Romney Wins Arizona, Michigan GOP Primaries
WASHINGTON - Mitt Romney scored a hard-won, home state triumph in Michigan and powered to victory in Arizona Tuesday night, gaining a two-state primary sweep over Rick Santorum and precious momentum in the most turbulent Republican presidential race in a generation.
"We didn’t win by a lot, but we won by enough," Romney told cheering supporters in Michigan. He also tweeted his delight - and his determination: "I take great pride in my Michigan roots, and am humbled to have received so much support here these past few weeks. On to the March contests."
Santorum was already campaigning in Ohio, one of the Super Tuesday states, when the verdict came in from Michigan.
"A month ago they didn’t know who we are, but they do now," he told his own supporters, vowing to stay the conservative course he has set.
The two other candidates, Newt Gingrich and Ron Paul, made little effort in either state, pointing instead to next week’s 10-state collection of Super Tuesday primaries and caucuses.
Romney’s Arizona triumph came in a race that was scarcely contested, and he pocketed all of the 29 Republican National Convention delegates at stake in the winner-take-all state.
Michigan was as different as could be - a hard-fought and expensive battle in Romney’s home state that he could ill afford to lose and Santorum made every effort to win.
Returns from 82 percent of Michigan’s precincts showed Romney at 41 percent and Santorum at 38 percent. Paul was winning 12 percent of the vote to 7 percent for Gingrich. In Arizona, with votes counted from 52 percent of the precincts, Romney had 48 percent, Santorum 26, Gingrich 16 percent and Paul 8 percent.

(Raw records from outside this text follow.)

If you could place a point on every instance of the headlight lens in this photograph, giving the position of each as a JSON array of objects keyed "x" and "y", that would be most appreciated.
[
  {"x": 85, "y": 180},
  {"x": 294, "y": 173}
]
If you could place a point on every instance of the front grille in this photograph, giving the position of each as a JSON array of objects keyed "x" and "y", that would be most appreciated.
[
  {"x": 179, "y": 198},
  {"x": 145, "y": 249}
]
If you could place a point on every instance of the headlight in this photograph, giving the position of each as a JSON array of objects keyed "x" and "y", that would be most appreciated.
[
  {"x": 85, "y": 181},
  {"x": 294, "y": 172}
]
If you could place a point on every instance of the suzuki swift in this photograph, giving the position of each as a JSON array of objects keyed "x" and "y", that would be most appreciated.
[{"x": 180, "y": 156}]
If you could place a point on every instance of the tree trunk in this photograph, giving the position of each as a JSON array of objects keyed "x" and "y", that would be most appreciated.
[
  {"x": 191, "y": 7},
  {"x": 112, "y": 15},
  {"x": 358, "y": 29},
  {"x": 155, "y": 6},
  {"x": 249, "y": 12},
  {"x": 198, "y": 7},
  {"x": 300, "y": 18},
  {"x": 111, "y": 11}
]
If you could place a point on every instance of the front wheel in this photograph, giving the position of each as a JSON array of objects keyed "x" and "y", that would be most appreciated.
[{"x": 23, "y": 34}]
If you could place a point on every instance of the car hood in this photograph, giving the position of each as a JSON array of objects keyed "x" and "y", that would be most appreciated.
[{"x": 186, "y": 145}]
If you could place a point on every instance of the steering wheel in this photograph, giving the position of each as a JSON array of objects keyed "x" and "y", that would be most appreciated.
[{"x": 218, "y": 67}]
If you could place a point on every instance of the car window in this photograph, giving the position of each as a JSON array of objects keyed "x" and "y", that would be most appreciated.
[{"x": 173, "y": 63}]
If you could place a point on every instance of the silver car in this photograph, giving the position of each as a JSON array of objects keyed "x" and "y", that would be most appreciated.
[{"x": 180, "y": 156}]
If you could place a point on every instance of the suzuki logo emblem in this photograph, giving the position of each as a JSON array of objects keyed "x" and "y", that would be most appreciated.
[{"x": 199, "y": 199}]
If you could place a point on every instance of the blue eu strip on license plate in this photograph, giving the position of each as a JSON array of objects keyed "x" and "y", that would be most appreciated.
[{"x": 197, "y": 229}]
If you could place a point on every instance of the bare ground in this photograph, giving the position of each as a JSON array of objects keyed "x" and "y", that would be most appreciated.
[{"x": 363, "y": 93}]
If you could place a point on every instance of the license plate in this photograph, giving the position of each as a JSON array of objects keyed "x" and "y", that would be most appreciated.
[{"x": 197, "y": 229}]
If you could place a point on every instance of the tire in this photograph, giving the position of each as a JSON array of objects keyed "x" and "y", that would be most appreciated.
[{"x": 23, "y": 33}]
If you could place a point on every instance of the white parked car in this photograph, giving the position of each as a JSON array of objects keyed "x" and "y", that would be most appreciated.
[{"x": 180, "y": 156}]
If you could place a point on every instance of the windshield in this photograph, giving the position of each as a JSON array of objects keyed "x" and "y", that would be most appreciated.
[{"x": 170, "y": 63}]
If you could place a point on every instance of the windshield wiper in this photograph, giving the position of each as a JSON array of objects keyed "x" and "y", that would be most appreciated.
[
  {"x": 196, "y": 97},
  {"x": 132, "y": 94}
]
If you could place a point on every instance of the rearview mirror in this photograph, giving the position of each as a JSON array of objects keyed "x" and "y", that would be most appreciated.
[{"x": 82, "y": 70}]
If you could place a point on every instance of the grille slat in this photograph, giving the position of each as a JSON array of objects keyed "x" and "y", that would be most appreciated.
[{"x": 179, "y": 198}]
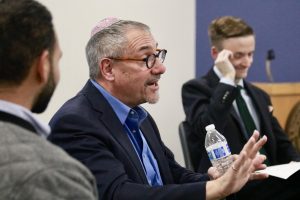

In Michigan, 30 delegates were apportioned according to the popular vote. Two were set aside for the winner of each of the state’s 14 congressional districts. The remaining two delegates were likely to be divided between the top finishers in the statewide vote.
With his victory in Arizona, Romney had 152 delegates, according to The AP’s count,, compared to 72 for Santorum, 32 for Gingrich and 19 for Paul. It takes 1,144 to win the nomination at the Republican National Convention in Tampa next summer.
In interviews as they left their polling places, Michigan voters expressed a notable lack of enthusiasm about their choices. Just 45 percent said they strongly favored the candidate they voted for, while 38 percent expressed reservations and 15 percent said they made the choice they did because they disliked the alternatives.
The lengthening GOP nomination struggle has coincided with a rise in Democratic President Barack Obama’s prospects for a new term. A survey released during the day showed consumer confidence at the highest level in a year, and other polls show an increase in Americans saying they believe the country is on the right track.
Along with the improving economy, the long and increasingly harsh campaign, in which Gingrich and Santorum have challenged Romney as insufficiently conservative, has prompted some officials to express concern about the party’s chances of defeating Obama in the fall.
Exit polling showed a plurality of Republican voters in both Michigan and Arizona saying the most important factor to them in the primaries was that a candidate be able to beat Obama in November. Romney won that group in Michigan, where it mattered most, and also prevailed among voters in the state who said experience was the quality that mattered most.
Santorum ran particularly well among voters who cited a desire for strong conservatism or strong moral character.
The polls surveyed both primary day and absentee or early voters. Interviews were conducted at 30 polling places in each state. Early results from Arizona’s poll included interviews with 1,617 voters, including 601 absentee or early voters interviewed by phone. In Michigan it was 2,133 interviews including 412 absentee or early voters interviewed by telephone. The margin of sampling error for both polls was plus or minus 4 percentage points.
Not even the opening of polls on Tuesday brought an end to the squabbling between the two leading Republicans.
Romney accused Santorum of trying to hijack a victory in Michigan by courting Democratic votes through automated telephone calls and suggested his rival was appealing to conservatives by making the kind of "incendiary" statements he would not.
"I’m not willing to light my hair on fire to try and get support," Romney said. "I am what I am."
Santorum brushed aside the allegations of hijacking, saying Romney had appealed for support from independents in earlier states.
"We’re going to get voters that we need to be able to win this election. And we’re going to do that here in Michigan today," Santorum said, referring to blue collar voters with a history of swinging between the parties.
The exit poll said about 10 percent of the day’s Michigan primary voters were Democrats.
If nothing else, the unexpected clash on Romney’s home field dramatized that two months into the campaign season - after nearly a dozen primaries and caucuses - the GOP race to pick an opponent for President Barack Obama remains unpredictable.
Unopposed for renomination, Obama timed a campaign-style appearance before United Auto Workers Union members in Washington for the same day as the Michigan primary. Attacking Republicans, he said assertions that union members profited from a taxpayer-paid rescue of the auto industry in 2008 are a "load of you know what."